In [1]:
import os
import pandas as pd
print("Files in directory:")
path=('/Users/mohdsafeenkhan/Desktop/Machine Learning/Project/Car Price Prediction/Data')
for f in os.listdir(path):
    print(f)
data_file = os.path.join(path,'car details v4.csv')
print(data_file)
df = pd.read_csv(data_file)
df.head()

Files in directory:
car details v4.csv
/Users/mohdsafeenkhan/Desktop/Machine Learning/Project/Car Price Prediction/Data/car details v4.csv


Unnamed: 0,Make,Model,Price,Year,Kilometer,Fuel Type,Transmission,Location,Color,Owner,Seller Type,Engine,Max Power,Max Torque,Drivetrain,Length,Width,Height,Seating Capacity,Fuel Tank Capacity
0,Honda,Amaze 1.2 VX i-VTEC,505000,2017,87150,Petrol,Manual,Pune,Grey,First,Corporate,1198 cc,87 bhp @ 6000 rpm,109 Nm @ 4500 rpm,FWD,3990.0,1680.0,1505.0,5.0,35.0
1,Maruti Suzuki,Swift DZire VDI,450000,2014,75000,Diesel,Manual,Ludhiana,White,Second,Individual,1248 cc,74 bhp @ 4000 rpm,190 Nm @ 2000 rpm,FWD,3995.0,1695.0,1555.0,5.0,42.0
2,Hyundai,i10 Magna 1.2 Kappa2,220000,2011,67000,Petrol,Manual,Lucknow,Maroon,First,Individual,1197 cc,79 bhp @ 6000 rpm,112.7619 Nm @ 4000 rpm,FWD,3585.0,1595.0,1550.0,5.0,35.0
3,Toyota,Glanza G,799000,2019,37500,Petrol,Manual,Mangalore,Red,First,Individual,1197 cc,82 bhp @ 6000 rpm,113 Nm @ 4200 rpm,FWD,3995.0,1745.0,1510.0,5.0,37.0
4,Toyota,Innova 2.4 VX 7 STR [2016-2020],1950000,2018,69000,Diesel,Manual,Mumbai,Grey,First,Individual,2393 cc,148 bhp @ 3400 rpm,343 Nm @ 1400 rpm,RWD,4735.0,1830.0,1795.0,7.0,55.0


Now before creating our algorithm and make it to learn from this data , we need to do some feature engineering . So we first analyse the data and figure out what are the column that are insignificant , and are not essential for the learning algorithm . Once we have figured those out we can just drop those column from our pandas dataframe. 

In [2]:
df = df.drop(['Location' , 'Color' , 'Model'] , axis = 1)

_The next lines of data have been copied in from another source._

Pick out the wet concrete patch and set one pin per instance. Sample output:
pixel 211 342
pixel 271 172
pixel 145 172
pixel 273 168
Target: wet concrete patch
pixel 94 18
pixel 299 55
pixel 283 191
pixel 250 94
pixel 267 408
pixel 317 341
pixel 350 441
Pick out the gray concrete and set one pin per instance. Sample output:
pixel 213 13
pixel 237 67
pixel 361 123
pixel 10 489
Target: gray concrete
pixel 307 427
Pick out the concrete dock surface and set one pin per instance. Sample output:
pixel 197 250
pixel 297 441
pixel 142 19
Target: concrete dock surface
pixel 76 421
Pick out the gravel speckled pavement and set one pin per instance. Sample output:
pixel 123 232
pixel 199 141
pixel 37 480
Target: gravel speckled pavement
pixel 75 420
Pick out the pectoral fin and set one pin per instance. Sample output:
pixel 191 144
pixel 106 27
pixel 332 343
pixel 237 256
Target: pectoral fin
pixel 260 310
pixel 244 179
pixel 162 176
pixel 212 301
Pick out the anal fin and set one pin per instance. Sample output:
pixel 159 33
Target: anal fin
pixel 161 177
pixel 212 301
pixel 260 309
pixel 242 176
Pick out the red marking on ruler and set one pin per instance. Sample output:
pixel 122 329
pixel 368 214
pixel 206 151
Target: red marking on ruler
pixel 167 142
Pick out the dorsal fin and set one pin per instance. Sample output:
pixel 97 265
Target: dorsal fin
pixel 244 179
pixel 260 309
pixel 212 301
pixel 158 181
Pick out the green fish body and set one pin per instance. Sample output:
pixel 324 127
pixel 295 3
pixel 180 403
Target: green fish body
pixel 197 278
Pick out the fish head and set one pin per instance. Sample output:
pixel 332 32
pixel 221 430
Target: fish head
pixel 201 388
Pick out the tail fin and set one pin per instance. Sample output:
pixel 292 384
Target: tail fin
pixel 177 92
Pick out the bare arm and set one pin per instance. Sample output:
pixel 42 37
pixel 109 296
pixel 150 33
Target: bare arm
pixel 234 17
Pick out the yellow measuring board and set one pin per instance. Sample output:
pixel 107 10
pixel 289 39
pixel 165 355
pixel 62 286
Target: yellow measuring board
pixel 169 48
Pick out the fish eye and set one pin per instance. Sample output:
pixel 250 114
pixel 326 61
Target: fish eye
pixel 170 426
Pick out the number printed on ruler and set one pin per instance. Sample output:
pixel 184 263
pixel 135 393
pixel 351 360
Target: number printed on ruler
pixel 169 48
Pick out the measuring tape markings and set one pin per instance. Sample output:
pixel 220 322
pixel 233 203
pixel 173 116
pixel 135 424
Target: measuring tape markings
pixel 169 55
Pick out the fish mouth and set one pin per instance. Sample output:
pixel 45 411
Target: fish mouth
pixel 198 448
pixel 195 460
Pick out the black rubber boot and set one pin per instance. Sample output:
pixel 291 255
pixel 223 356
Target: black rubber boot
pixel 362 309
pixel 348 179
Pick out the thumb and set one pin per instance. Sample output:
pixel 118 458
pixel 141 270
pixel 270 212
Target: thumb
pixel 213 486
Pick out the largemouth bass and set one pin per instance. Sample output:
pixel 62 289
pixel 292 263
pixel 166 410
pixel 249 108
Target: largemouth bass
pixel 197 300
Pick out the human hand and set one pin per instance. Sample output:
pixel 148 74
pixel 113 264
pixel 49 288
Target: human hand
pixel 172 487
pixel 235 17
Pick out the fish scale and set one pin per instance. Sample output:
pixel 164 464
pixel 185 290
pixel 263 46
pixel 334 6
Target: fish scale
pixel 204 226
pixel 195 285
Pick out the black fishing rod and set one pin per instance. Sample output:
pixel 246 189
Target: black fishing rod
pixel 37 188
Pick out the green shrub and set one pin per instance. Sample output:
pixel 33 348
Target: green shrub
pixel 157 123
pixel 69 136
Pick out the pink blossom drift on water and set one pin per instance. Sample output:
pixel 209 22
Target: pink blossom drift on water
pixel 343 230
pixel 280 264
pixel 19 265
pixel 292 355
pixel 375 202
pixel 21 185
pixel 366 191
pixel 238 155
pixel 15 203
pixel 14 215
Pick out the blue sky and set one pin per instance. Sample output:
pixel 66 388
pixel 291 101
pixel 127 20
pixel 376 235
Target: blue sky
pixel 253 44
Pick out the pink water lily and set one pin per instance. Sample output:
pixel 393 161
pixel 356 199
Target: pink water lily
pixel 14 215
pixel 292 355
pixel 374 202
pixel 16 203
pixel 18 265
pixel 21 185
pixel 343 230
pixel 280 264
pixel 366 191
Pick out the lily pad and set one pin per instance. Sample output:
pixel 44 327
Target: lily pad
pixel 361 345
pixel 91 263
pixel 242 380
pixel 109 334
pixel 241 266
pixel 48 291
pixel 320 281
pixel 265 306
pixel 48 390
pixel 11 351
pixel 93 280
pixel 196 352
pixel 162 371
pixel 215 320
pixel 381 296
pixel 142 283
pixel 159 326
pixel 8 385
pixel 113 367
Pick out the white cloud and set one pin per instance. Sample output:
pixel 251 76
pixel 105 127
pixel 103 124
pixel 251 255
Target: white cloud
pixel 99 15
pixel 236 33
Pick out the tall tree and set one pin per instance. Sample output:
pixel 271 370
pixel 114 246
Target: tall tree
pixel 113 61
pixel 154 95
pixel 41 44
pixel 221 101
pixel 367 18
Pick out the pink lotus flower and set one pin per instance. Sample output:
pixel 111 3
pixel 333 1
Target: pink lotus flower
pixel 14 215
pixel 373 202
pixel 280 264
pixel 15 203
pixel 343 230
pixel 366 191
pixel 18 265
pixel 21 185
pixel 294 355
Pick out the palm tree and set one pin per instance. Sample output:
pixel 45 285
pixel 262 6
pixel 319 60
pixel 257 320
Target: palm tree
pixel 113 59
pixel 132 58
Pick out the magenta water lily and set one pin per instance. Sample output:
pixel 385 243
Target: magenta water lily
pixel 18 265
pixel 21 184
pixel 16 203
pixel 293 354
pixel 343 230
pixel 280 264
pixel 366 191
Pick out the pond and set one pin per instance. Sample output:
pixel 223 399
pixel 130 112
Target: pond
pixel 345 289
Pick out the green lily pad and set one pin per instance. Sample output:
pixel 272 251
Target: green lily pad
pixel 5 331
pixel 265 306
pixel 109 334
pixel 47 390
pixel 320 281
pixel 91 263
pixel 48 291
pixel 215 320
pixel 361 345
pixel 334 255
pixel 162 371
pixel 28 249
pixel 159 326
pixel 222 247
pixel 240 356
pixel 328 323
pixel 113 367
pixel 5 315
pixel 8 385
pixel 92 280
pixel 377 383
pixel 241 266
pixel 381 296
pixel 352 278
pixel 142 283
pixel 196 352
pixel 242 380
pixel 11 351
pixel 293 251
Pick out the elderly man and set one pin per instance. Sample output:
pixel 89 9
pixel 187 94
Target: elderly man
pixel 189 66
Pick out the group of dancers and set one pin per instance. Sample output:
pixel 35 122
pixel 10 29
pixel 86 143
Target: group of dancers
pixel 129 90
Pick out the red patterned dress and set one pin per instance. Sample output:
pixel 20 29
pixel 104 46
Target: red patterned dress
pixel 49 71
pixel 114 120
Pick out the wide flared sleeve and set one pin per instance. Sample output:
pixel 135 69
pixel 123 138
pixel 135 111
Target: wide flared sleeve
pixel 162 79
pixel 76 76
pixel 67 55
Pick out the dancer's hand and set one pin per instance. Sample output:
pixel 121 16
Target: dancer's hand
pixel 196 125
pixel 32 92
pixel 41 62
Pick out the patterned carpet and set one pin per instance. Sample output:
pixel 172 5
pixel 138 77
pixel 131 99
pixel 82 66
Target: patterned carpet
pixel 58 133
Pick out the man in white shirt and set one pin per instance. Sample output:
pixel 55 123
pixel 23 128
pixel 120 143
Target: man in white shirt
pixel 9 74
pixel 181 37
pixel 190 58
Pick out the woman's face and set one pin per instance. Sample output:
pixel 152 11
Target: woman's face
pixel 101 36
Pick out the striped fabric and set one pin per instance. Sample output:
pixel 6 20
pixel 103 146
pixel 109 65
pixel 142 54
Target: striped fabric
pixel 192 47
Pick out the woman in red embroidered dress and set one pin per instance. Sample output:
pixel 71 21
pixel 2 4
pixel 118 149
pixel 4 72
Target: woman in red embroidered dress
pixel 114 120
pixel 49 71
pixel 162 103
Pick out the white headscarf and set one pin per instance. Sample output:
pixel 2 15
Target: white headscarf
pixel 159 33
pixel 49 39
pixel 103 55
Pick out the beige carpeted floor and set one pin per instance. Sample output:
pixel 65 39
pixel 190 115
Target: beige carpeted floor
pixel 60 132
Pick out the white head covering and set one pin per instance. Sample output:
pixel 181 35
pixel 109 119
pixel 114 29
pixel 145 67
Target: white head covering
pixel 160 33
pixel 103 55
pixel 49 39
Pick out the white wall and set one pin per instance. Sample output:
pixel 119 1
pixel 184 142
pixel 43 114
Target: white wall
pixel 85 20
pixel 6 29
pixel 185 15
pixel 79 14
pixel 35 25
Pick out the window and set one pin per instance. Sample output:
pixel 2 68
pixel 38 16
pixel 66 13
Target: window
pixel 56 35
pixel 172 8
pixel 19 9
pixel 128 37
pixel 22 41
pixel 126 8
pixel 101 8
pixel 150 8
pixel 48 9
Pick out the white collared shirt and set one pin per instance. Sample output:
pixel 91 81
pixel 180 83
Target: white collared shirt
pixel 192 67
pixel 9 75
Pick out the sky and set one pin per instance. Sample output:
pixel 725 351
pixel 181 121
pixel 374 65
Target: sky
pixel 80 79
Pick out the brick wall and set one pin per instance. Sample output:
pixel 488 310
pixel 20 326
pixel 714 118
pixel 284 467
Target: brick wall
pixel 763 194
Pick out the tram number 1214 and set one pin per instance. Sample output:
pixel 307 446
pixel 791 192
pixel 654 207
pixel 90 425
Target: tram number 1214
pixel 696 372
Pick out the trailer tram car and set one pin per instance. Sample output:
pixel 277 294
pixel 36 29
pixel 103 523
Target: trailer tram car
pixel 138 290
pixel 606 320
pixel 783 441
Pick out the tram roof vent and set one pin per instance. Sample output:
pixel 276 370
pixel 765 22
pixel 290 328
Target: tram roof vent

Now as we are going to use the linear regression here , some column like fuel type , make etc are categorical , we need to make them one hot encoded , for our model to learn better.

In [3]:
df = pd.get_dummies(df , columns=['Make' , 'Fuel Type' , 'Transmission' ,'Owner' ,'Seller Type' ,'Drivetrain'])
df.head()

Unnamed: 0,Price,Year,Kilometer,Engine,Max Power,Max Torque,Length,Width,Height,Seating Capacity,...,Owner_Fourth,Owner_Second,Owner_Third,Owner_UnRegistered Car,Seller Type_Commercial Registration,Seller Type_Corporate,Seller Type_Individual,Drivetrain_AWD,Drivetrain_FWD,Drivetrain_RWD
0,505000,2017,87150,1198 cc,87 bhp @ 6000 rpm,109 Nm @ 4500 rpm,3990.0,1680.0,1505.0,5.0,...,False,False,False,False,False,True,False,False,True,False
1,450000,2014,75000,1248 cc,74 bhp @ 4000 rpm,190 Nm @ 2000 rpm,3995.0,1695.0,1555.0,5.0,...,False,True,False,False,False,False,True,False,True,False
2,220000,2011,67000,1197 cc,79 bhp @ 6000 rpm,112.7619 Nm @ 4000 rpm,3585.0,1595.0,1550.0,5.0,...,False,False,False,False,False,False,True,False,True,False
3,799000,2019,37500,1197 cc,82 bhp @ 6000 rpm,113 Nm @ 4200 rpm,3995.0,1745.0,1510.0,5.0,...,False,False,False,False,False,False,True,False,True,False
4,1950000,2018,69000,2393 cc,148 bhp @ 3400 rpm,343 Nm @ 1400 rpm,4735.0,1830.0,1795.0,7.0,...,False,False,False,False,False,False,True,False,False,True


Now if we analyse the value of Engine , Max Power and Max Torque , we can see those values are not in single integer , so have to extract the exact  value from here.

In [4]:
df['Engine'] = df['Engine'].str.replace(' cc','').astype('float')
df['Max Power'] = df['Max Power'].str.extract(r'(\d+\.?\d*)').astype('float')
df['Max Torque'] = df['Max Torque'].str.extract(r'(\d+\.?\d*)').astype('float')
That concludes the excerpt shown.